British author Roald Dahl lost his daughter to measles in 1962. “Olivia, my eldest daughter, caught measles when she was seven years old,” he wrote later. “As the illness took its usual course I can remember reading to her often in bed and not feeling particularly alarmed about it. Then one morning, when she was well on the road to recovery, I was sitting on her bed showing her how to fashion little animals out of coloured pipe-cleaners, and when it came to her turn to make one herself, I noticed that her fingers and her mind were not working together and she couldn’t do anything.

‘Are you feeling all right?’ I asked her.

‘I feel all sleepy,’ she said.

In an hour, she was unconscious.
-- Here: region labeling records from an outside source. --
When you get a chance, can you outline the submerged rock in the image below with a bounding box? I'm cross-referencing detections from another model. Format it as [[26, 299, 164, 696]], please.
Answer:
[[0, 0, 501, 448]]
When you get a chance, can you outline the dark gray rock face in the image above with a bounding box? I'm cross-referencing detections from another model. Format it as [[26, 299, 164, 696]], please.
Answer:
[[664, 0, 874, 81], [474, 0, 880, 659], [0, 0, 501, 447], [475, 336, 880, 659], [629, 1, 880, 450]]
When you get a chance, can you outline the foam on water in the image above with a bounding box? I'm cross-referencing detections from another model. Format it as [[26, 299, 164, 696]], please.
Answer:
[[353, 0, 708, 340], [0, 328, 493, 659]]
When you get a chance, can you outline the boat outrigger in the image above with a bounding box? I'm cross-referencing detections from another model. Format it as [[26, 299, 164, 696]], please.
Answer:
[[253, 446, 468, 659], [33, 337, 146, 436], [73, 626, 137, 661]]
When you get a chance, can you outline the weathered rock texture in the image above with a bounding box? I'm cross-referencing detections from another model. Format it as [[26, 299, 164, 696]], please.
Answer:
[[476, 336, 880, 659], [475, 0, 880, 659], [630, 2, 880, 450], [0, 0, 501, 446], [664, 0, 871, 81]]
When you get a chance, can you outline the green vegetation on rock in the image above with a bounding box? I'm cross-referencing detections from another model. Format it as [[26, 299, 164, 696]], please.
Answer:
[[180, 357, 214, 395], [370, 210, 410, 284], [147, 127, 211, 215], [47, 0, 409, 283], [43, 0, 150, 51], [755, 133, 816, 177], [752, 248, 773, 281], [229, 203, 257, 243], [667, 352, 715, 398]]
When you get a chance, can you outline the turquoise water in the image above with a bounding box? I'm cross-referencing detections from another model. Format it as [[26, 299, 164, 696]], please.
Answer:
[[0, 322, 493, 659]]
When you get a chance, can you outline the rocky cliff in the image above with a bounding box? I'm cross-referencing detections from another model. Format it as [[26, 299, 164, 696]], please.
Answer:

In twelve hours she was dead.”

The ratings of “Melanie’s Marvelous Measles” from Amazon users have been harsh. The book has more than 1,100 reviews on the site, more than 900 of which give the book one star, the lowest possible rating. One reviewer complains that the book isn’t available in all formats: “My infant daughter went blind after contracting measles from an unvaccinated child, and yet there’s no braille version of this wonderful book for me to give her someday to explain to her how awesome the disease that took her sight away is.” Another reviewer sarcastically recommends “other fine titles from the same author,” including “Doug’s Delightful Dysentery” and “Luther’s Lucky Lupus.”

Stoking the anger over the book is the title, which appears to be a reference to Dahl’s 1981 children’s book, “George’s Marvellous Medicine.”